Culture complicates the ability of evolution to happen through the traditional logic of natural selection. For example, culture amongst human populations can change what is considered desirable—in effect, changing the definition of what is fittest in Darwin’s framework—in this way, and many others, culture affects the outcome of genetic evolution. For example, the presence of congenital diseases does not present a significant problem to modern humans. As Vonnegut’s narrator notes, some diseases that manifest late in life are no longer a problem in the seal-human future because “Killer whales and sharks keep the human population nice and manageable” (Vonnegut 129). But to modern humans, medicine and other cultural scientific products allow people with congenital diseases of all sorts—such as James Wait’s heart condition, and Siegfried von Kleist’s Huntington’s Chorea in Galápagos—to reproduce and pass on their diseases. Because modern humans don’t have sharks and things to worry about, certain diseases aren’t evolutionary hurdles due to culture. Additionally, because culture is far more fluid than genes, and can change in single generations and be taught to whole generations at a time—thus working faster than genetic evolution which occurs through mutation of individuals by progeny—the introduction of culture influencing evolution is thought to possibly have sped up the evolution of humanity in the past ten thousand years, that being the point at which human population expanded exponentially (Richerson 146).

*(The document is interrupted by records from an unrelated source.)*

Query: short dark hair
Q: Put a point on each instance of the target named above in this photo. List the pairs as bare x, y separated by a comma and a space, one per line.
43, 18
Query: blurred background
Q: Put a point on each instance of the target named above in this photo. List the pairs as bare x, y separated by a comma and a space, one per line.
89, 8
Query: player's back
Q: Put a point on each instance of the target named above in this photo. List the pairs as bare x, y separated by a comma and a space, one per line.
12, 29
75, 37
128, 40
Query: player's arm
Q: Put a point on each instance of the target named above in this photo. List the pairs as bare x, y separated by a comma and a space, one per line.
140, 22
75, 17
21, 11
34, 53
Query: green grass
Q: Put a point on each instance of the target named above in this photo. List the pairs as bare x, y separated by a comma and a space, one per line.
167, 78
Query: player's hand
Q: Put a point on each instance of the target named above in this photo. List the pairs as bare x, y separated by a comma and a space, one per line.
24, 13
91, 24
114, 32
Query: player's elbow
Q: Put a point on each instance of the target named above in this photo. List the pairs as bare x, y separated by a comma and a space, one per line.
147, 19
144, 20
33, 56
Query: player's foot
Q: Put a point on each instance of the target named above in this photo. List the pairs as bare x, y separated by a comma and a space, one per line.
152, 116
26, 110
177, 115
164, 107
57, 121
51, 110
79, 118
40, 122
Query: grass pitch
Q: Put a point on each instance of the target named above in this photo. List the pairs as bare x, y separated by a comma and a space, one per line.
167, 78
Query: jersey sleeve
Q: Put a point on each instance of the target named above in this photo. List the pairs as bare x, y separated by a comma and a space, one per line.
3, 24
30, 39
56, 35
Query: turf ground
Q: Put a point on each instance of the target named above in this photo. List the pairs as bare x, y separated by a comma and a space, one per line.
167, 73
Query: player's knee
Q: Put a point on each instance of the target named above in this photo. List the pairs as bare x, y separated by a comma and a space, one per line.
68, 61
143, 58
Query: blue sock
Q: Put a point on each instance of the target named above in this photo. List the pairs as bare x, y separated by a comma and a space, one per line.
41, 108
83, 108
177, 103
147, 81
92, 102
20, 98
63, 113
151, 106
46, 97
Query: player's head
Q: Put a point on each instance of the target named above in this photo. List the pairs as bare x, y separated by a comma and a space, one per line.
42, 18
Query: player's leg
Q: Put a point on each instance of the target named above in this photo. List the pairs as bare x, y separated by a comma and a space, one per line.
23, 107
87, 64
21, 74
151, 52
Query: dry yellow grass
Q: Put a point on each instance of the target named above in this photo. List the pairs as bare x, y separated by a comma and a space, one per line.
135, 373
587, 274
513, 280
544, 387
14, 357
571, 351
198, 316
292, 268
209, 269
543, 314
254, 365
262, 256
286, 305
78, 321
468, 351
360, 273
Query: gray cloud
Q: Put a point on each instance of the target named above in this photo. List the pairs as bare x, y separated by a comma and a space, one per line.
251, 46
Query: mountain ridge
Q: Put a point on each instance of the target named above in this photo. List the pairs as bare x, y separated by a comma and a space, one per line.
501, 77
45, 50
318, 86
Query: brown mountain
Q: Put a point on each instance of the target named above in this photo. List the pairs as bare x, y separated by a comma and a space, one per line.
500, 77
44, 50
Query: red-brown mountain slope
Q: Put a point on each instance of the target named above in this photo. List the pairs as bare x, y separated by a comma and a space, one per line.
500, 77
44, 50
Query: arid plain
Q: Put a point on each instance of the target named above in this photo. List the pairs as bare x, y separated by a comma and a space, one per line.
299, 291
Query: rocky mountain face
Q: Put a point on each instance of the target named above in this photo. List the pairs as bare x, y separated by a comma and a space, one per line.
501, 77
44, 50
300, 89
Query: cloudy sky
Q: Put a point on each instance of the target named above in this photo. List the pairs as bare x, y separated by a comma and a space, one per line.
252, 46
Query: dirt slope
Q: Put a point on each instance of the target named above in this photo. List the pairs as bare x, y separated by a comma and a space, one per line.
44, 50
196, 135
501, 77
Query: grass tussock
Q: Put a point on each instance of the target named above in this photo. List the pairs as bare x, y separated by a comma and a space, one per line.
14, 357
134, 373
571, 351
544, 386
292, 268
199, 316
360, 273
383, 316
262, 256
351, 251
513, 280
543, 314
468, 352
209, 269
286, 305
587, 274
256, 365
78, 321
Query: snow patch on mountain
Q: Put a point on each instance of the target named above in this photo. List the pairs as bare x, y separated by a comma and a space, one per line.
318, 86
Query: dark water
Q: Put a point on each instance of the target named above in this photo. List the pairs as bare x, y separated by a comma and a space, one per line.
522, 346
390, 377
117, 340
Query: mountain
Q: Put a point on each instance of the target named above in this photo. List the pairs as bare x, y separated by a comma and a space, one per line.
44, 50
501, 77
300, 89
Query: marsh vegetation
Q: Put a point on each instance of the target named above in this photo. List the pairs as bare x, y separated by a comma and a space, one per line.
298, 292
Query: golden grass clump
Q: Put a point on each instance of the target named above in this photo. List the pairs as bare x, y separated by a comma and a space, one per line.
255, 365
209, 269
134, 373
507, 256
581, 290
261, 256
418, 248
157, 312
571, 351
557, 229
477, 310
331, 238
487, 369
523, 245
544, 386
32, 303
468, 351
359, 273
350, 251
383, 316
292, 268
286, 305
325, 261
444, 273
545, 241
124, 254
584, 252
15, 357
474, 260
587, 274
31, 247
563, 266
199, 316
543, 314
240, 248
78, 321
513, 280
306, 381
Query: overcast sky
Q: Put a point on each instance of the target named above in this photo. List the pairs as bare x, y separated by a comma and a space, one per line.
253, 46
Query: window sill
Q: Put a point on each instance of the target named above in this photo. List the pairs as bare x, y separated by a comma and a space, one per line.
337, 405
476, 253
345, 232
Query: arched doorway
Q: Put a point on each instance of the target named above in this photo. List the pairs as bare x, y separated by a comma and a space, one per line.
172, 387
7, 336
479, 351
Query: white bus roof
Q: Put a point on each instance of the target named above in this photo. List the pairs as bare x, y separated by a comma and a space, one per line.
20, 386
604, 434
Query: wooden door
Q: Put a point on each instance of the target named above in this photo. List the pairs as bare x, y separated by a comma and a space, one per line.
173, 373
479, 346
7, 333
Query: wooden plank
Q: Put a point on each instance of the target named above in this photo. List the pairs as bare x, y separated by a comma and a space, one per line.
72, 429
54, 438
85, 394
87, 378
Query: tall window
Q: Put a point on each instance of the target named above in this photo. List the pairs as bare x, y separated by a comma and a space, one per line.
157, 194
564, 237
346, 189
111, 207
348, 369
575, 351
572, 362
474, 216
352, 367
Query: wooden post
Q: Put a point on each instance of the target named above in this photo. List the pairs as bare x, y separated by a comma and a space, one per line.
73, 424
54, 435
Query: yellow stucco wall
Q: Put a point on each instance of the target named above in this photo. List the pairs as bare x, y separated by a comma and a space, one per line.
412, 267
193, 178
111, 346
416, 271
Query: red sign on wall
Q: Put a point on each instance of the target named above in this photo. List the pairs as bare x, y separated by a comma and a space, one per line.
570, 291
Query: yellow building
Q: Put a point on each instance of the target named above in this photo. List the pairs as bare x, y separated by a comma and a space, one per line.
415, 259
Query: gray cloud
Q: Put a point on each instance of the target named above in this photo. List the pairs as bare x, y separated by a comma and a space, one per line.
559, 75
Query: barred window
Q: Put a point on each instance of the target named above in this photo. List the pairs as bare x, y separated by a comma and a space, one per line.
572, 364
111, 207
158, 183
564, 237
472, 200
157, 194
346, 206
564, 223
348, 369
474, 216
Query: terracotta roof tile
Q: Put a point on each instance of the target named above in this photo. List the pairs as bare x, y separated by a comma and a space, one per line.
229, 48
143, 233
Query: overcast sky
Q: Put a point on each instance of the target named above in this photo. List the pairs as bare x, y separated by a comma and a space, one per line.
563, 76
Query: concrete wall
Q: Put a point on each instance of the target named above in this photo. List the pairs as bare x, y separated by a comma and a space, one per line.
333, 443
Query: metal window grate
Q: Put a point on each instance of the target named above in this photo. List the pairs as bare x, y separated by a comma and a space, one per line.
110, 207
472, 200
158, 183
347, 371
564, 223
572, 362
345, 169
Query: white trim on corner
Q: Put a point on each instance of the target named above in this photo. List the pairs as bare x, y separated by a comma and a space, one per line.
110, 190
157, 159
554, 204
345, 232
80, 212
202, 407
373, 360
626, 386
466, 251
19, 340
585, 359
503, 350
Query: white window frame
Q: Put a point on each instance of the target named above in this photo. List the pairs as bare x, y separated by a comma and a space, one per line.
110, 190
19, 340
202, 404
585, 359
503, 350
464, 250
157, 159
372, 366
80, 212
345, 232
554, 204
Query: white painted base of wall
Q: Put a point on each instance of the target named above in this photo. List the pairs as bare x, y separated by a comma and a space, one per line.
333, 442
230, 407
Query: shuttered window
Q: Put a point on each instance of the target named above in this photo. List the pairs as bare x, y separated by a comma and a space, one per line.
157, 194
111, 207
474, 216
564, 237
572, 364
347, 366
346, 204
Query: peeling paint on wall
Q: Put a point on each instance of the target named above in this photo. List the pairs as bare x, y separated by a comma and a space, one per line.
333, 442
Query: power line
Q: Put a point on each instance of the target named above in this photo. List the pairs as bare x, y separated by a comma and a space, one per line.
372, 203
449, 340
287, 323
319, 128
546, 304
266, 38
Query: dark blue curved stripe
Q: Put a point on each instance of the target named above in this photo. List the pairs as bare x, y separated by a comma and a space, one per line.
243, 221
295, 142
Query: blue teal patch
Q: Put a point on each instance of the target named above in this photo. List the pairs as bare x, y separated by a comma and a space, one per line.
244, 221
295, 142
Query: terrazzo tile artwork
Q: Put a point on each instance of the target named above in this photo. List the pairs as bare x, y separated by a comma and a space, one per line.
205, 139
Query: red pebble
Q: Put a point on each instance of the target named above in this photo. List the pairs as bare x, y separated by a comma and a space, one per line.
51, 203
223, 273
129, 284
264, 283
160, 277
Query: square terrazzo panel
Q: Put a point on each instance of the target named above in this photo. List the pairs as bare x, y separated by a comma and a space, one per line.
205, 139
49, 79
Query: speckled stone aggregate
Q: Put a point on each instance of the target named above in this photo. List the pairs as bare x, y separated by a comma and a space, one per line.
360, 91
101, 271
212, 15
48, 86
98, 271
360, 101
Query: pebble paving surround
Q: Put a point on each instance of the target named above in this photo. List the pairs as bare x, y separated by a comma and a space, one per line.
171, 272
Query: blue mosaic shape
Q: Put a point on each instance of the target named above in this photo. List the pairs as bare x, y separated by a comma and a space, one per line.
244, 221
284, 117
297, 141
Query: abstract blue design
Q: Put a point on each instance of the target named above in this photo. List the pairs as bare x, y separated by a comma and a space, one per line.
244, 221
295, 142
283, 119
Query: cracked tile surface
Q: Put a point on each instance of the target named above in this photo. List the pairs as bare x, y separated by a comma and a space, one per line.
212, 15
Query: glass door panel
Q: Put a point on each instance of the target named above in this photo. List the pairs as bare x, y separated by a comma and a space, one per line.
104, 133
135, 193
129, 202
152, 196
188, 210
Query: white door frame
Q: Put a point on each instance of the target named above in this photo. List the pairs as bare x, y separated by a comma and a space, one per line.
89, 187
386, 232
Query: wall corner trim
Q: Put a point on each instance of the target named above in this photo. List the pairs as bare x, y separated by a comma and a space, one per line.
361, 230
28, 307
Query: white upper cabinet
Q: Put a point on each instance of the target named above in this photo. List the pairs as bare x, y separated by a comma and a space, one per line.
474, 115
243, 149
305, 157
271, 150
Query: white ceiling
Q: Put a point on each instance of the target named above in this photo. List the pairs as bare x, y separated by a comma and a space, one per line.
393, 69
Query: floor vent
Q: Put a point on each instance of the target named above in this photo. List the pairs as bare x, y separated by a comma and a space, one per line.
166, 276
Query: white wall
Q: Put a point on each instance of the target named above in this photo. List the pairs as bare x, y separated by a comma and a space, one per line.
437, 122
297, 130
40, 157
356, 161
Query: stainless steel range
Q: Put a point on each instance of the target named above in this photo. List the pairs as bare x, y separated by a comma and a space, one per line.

The point of Vonnegut’s novel is to show that all the problems of humanity stem from our big brains, from our culture. He shows that those things, though giving us enormous ability to create and destroy, could not save us from a bacterium that rendered the entire planet infertile—save those shipwrecked on the Galapagos islands. Ultimately, Galápagos is not a dystopia but rather speculative fiction didactic in nature. That is not to say that it does not fulfil the same purpose in warning about social anxieties, only that it does not fit the conventions of the genre that Wells’ The Time Machine, Huxley’s Brave New World, and Orwell’s 1984 do. The contemporary issues that this novel deals with as speculative fiction are not what one would initially expect for the 1980’s such as war or economic troubles, though they are certainly present in the novel. Instead, the primary social issue that Galápagos deals with is the range of human culture, our capacity to create things that destroy and take actions that destabilise our tenuous hold on evolutionary continuity. Galápagos shows the reader that though culture is what separates humans from beasts, it is also culture that will one day lead to the end of humanity.
Works Cited
Richerson, Peter J., and Robert Boyd. Not by Genes Alone: How Culture Transformed Human Evolution. Chicago: U of Chicago, 2005. Print.